Veja abaixo 4 motivos para debater e lutar pelo direito ao aborto legal, seguro e grauito:

1) Quem lucra com os abortos clandestinos?

Criminalizados ou não, abortos são feitos. No Brasil, o aborto é considerado crime e por este motivo os métodos para a realização deste procedimento estão nas mãos de médicos e do mercado ilegal de drogas abortivas. O procedimento de aborto cirúrgico pode chegar a custar para uma mulher mais de 4 mil reais, e os remédios, que são impróprios e que levam ao aborto devido à uma superdosagem, podem custar mais de 500 reais. Quem lucra com o aborto criminalizado são as clínicas clandestinas que cobram preços absurdos e que muitas vezes estão em condições completamente insalubres para a realização do procedimento, colocando em risco a vida de muitas mulheres.

2) Quem paga pelo aborto criminalizado?

Muitas mulheres abortam. Mas as somente as mulheres ricas conseguem garantir um procedimento minimamente seguro à saúde. As mulheres pobres são as que colhem o ônus do aborto ilegal, recorrendo à estratégias que ferem seu próprio corpo, sem nenhuma segurança física e nenhum suporte emocional.
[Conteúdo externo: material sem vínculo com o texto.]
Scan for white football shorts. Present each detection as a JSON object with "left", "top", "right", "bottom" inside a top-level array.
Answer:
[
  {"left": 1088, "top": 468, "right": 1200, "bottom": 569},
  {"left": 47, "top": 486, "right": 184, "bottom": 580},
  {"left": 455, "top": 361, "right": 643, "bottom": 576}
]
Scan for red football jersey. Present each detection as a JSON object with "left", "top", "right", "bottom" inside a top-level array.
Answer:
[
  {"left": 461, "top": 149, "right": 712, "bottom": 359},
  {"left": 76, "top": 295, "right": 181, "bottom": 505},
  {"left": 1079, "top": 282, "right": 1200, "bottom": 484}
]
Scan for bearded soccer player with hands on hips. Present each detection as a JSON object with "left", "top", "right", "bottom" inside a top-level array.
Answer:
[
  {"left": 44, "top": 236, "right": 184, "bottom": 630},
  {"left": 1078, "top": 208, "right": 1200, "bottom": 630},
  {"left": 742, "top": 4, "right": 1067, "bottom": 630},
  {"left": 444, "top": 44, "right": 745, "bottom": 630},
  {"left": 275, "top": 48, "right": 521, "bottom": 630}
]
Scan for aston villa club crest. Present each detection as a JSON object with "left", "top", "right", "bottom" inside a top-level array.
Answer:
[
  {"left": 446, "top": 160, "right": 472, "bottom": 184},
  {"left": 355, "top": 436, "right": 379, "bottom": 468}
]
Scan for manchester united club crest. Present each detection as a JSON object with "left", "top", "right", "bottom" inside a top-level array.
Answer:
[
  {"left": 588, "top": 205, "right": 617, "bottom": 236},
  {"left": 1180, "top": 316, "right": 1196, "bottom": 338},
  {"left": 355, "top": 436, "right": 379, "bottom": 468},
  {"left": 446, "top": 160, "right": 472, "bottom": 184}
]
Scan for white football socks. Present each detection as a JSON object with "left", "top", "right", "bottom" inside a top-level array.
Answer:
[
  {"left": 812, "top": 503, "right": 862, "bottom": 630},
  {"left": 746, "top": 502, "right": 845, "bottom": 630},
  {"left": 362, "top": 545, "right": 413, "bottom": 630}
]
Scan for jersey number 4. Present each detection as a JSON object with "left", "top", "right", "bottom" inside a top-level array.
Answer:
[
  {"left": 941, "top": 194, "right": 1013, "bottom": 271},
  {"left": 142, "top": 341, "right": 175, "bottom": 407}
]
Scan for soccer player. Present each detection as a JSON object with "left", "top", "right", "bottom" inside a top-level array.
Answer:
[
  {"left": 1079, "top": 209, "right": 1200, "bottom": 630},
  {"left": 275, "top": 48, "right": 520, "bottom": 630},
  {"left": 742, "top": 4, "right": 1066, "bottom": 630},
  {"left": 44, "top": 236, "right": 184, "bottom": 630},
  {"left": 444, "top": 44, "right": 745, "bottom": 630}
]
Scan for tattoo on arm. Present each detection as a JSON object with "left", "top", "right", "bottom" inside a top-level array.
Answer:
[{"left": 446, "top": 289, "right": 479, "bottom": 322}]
Aquelas que não podem pagar para ter um procedimento minimamente seguro, apelam para remédios e objetos pontiagudos, que podem levar a sequelas graves, hemorragias e até a morte.
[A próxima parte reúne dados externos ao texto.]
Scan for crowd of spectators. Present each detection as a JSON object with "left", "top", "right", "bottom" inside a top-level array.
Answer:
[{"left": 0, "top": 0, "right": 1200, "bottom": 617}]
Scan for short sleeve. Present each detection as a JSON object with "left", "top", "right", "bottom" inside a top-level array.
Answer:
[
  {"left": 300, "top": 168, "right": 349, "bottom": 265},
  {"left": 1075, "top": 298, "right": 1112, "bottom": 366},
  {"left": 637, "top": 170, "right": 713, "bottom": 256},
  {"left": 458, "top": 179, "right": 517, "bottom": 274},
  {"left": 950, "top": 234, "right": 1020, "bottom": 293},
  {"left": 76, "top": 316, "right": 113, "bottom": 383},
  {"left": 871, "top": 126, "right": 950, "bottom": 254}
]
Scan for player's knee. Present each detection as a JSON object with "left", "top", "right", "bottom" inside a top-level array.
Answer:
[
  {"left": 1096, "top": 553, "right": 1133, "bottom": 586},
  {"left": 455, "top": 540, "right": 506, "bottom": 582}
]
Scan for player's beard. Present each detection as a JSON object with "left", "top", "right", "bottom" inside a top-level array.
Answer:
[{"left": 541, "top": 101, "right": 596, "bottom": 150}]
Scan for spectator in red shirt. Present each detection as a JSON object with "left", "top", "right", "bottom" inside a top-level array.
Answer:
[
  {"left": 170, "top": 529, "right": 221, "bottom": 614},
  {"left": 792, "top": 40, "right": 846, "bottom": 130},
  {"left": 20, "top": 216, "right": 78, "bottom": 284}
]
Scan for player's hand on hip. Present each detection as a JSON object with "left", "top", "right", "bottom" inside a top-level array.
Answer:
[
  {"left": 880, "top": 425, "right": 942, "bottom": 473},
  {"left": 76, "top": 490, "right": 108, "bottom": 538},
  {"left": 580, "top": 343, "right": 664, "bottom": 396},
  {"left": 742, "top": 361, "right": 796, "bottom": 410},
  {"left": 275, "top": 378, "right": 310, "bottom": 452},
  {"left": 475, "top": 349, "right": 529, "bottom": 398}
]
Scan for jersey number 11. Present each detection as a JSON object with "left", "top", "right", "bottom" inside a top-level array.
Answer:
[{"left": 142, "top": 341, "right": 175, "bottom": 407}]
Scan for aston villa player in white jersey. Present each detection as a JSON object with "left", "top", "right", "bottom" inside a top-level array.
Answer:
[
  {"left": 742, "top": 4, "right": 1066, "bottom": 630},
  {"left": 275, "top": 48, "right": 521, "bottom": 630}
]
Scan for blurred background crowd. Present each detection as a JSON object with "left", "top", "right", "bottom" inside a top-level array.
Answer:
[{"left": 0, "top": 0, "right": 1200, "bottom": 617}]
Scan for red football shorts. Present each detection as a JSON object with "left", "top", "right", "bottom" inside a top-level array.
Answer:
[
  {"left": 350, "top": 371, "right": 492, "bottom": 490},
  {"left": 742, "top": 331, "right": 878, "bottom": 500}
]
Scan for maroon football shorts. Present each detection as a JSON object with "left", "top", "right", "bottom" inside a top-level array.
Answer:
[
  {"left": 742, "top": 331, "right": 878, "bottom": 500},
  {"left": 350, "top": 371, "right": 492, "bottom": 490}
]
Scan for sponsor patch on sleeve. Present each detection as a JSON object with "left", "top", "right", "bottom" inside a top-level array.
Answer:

3) Como o SUS lida com o aborto clandestino?

Por ser crime, muitas mulheres realizam abortos clandestinos e têm complicações, recorrendo ao hospital público e não assumindo ter realizado o procedimento, por medo de serem presas. Em 2015, o SUS gastou cerca de R$40,4 milhões de reais com procedimentos pós-abortivos que não foram feitos de maneira segura. O SUS atende 100 vezes mais casos de complicações feitas por abortos do que faz interrupções legais, ou seja, o aborto não deixará de existir e não deixará de vir a tona para nosso sistema de saúde por ser ilegal.
4) O que significa a PEC 181?

Atualmente, o aborto é legal em casos de estupro, quando a mãe corre risco de vida ou em casos de fetos com anencefalia. A PEC 181 quer incluir na constituição um trecho que enfatize a segurança da "dignidade da pessoa humana desde a concepção". A mudança não tem relação com o texto da lei que está sendo votada, ou seja, o que se quer é abrir uma brecha na lei para punir mulheres por procedimentos abortivos, ainda nas condições permitidas em lei. A PEC 181 aprofunda o atraso no direito ao corpo, que em termo de aborto é praticamente inexistente no Brasil, aumentando o estigma e penalizando as mulheres não só pela gravidez indesejada, mas pelo estupro sofrido, fazendo com que gerem um feto fruto de uma violência.

No Brasil, a cada minuto uma mulher realiza um procedimento abortivo. Esse procedimento ocorre nas condições mais violentas contra o corpo e mente dessas mulheres.
Sabemos que a criminalização do aborto não impede que abortos aconteçam e sigam acontecendo. A questão é garantir que mulheres parem de morrer por realizar um processo que seja seguro e torná-lo acessível a todas as mulheres. A legalização do aborto deve ultrapassar o debate sobre a vida, que mistura a concepção científica com religiosa, e deve se aprofundar nas questões de classe e gênero. A maternidade compulsória e indesejada, bem como impedir mulheres de fazer aborto seguro e gratuito, é uma ferramenta de punição e controle sobre os corpos femininos, justificados numa lógica machista e conservadora.

A PEC 181 representa um profundo retrocesso e um ataque brutal ao direito das mulheres. Precisamos compor uma forte luta contra esta PEC, pela legalização do aborto, em defesa das mulheres e pela liberdade à escolha e ao corpo.